The interesting thing about these failures is that the hard drives would disappear afterward. It actually has two Samsung 160GB SATA drives in it, which I had planned to use as mirrored drives with the onboard RAID 1 Promise controller. After all, this is my main development machine, its worth while making sure the data doesn't go anywhere. But one of the drives had disappeared, I figured it had failed, so I was running the other drive solo.
And with the BSODs, both hard drives would be gone. I'd wait a half hour or so (I do have other machines to work from after all) and the drive would come back. I knew I'd have to replace the hard drives eventually, they have a three year warranty, but extricating water cooled hard drives isn't a lot of fun.

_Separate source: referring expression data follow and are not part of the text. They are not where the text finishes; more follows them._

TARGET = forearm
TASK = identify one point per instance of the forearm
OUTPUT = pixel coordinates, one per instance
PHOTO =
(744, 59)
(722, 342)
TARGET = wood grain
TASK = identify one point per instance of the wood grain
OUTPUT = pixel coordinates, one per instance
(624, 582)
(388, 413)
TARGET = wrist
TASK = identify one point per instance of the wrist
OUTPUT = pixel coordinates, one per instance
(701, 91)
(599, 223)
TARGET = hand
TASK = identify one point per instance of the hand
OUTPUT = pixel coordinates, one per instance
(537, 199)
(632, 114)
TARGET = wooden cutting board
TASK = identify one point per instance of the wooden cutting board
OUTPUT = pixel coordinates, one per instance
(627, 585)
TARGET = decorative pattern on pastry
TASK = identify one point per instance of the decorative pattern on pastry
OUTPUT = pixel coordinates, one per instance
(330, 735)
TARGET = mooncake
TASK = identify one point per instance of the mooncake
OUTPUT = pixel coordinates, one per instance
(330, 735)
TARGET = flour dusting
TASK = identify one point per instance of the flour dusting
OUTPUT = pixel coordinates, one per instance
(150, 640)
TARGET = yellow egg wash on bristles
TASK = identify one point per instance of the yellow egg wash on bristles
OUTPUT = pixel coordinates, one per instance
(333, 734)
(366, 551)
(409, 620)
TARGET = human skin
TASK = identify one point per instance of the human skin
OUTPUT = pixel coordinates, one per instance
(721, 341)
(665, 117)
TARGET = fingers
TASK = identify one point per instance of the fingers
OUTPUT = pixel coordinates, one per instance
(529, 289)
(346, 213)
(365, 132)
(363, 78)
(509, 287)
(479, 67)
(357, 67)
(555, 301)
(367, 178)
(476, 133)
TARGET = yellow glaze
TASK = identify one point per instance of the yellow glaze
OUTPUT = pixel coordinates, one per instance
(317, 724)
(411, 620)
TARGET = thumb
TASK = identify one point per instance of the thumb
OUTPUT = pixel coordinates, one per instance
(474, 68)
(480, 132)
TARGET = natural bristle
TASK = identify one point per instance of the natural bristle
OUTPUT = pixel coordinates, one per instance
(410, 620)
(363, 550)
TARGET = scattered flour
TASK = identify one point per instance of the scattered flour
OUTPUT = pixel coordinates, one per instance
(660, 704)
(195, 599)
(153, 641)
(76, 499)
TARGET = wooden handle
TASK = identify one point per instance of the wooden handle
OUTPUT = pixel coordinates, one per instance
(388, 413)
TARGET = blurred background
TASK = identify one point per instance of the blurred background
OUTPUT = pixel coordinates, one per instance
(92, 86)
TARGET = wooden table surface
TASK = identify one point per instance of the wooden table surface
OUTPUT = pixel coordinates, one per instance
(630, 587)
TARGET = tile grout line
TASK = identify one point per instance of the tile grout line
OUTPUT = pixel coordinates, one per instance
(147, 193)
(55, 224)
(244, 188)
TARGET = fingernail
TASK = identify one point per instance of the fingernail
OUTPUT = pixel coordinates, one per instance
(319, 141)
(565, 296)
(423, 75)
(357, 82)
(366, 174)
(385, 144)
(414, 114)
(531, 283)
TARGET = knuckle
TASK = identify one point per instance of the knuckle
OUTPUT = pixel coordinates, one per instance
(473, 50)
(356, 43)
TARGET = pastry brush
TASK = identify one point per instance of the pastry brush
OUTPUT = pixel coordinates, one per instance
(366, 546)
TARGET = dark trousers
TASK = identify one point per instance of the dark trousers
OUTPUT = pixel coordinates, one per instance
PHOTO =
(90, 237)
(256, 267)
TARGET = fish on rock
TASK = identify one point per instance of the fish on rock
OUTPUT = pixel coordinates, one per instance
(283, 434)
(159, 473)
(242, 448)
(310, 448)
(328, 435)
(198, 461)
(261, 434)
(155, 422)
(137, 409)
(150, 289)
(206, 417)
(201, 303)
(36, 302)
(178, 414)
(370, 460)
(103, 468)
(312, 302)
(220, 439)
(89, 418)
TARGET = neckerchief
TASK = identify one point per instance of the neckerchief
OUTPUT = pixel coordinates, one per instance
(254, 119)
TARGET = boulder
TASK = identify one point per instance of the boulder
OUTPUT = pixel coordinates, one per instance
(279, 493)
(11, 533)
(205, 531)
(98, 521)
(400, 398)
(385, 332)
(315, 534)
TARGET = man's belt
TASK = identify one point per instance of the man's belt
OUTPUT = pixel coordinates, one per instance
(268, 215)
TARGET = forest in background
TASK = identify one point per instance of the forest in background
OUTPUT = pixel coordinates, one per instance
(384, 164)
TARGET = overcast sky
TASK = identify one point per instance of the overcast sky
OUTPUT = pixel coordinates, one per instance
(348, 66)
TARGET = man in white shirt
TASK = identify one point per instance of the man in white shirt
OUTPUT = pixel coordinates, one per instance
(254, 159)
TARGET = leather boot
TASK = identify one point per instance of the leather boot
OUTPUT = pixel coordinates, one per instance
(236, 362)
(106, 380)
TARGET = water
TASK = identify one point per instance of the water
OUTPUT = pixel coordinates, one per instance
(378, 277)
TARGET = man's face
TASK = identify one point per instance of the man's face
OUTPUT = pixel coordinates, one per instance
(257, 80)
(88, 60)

Well, it all came to a head last night when the drive just wouldn't come back. So I hauled the machine out and ripped both hard drives out... very carefully, so that I wouldn't cause any leaks.
As you can see in the photo, the hard drives have blocks on either side, connected by a plastic tube. This plastic tube is just press fit into place to handle the variations in width between hard drives, pull too hard and it would pop off and water will go everywhere.
I replaced both drives with identical models, put the whole thing back together and viola, two hard drives, mirrored and happy. I fired up Acronis to restore the image backup I have of my workstation (the easiest way to recover a system - you DO have a backup strategy, doncha?) and left the machine whirring away til morning.
When I returned in the morning, the machine had failed, both hard drives disappeared. Guess it wasn't the drives failing after all.
So, what could it be? The onboard controller? These ASUS P4C800-E motherboards have TWO different SATA controllers on them, could they both be bad? I think not. So what would knock out both drives?
Gosh, lookie there... the SATA power adapter plugs a 4-pin molex connector and provides connectors for BOTH SATA drives. Could there be a connection problem?
I replaced the adapter with a new one, and fired the system up - both drives recognized, no problem. I have to guess that once the system heated up, the connectors got loose and deprived the drives of power. This, naturally, would cause Windows to BSOD... and then there'd be no drives left.
So in a way, overheating is still the culprit, but I suspect that water cooling is not responsible for this. Of course, I won't know for sure til its been running for a few months.